Now a pure-play building materials company, the CSR name remains but the iconic sugar business - with a proud 156-year history - is gone, sold to the Singaporean conglomerate Wilmar International a year ago.

Dr Blackburne announced his retirement in May, and said the $1.75 billion sale of the sugar and renewable energy division, now called Sucrogen, was a milestone.

"With the sale of Sucrogen successfully completed and also having returned part of the sale proceeds to shareholders, I feel it is an appropriate time to retire from the board," he said at the time.

Having served on the board since 1999, he was appointed chairman after the demerger of Rinker in 2003.

His replacement is Jeremy Sutcliffe, who served briefly as interim chief executive last year, primarily to oversee the sale of Sucrogen.

But shareholders may not hold sweet memories of another legacy of Dr Blackburne's reign - the 2007 acquisition of the Viridian glass business through two separate purchases, of Pilkington and DMS, for $865 million. The business suffered through the global financial crisis and has had its value written down by $651 million, including $121 million last year.

Dr Blackburne has defended the decision to acquire Viridian and has said the business would return to profitability when the commercial construction market recovered.

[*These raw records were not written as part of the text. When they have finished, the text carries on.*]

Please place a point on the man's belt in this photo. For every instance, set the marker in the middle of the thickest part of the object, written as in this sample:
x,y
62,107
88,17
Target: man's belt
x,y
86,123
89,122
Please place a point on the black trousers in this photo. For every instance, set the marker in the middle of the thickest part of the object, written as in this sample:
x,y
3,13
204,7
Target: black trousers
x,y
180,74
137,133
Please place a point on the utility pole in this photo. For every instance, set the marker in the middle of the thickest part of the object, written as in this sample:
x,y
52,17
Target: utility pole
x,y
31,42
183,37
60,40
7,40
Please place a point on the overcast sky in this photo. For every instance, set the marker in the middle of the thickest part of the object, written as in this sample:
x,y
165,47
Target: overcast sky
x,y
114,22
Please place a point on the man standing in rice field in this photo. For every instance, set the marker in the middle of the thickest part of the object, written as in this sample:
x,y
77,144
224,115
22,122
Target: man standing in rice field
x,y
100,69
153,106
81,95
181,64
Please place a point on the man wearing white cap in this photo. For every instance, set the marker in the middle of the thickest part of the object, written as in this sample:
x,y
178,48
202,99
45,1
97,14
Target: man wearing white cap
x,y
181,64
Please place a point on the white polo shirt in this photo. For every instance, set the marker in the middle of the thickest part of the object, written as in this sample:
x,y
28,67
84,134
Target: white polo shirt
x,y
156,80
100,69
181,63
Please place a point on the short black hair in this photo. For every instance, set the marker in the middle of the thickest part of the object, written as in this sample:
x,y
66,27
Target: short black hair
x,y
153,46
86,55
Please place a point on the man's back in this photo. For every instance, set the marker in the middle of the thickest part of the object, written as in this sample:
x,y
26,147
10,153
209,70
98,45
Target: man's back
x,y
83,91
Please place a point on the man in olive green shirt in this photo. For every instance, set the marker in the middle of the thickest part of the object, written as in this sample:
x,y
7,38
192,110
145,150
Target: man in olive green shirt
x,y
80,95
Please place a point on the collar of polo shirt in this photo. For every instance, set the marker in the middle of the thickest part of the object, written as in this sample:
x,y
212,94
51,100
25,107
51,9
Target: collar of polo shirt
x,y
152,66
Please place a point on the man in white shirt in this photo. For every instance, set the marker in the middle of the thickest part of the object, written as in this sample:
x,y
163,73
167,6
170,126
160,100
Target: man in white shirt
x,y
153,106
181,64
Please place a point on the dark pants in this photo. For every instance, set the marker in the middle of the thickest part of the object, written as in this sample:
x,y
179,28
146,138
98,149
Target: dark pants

"Viridian, in your mind, is a failure," he said at last year's meeting. "In my mind, it is an opportunity that is going to take a little bit longer to get there. Yes, we've done some things wrong [but] we've done our mea culpa on that."

A representative of the Australian Shareholders Association, Stephen Matthews, was on the warpath yesterday, calling Viridian a "glass albatross" that would continue to restrict shareholder returns. "The problem was they bet the bank on it and lost," he said.

"It was too big an acquisition for them and I suspect their due diligence was not good."

Mr Matthews said the Viridian write-downs had also reduced the amount of proceeds distributed to shareholders, given a large chunk of the $1.75 billion received for the sugar business had been used to repay debt.

Of the proceeds, shareholders received $800 million in a special dividend. The rest was used to bolster the balance sheet, with the company holding more than $450 million in cash, ready to pounce on suitable bolt-on acquisitions.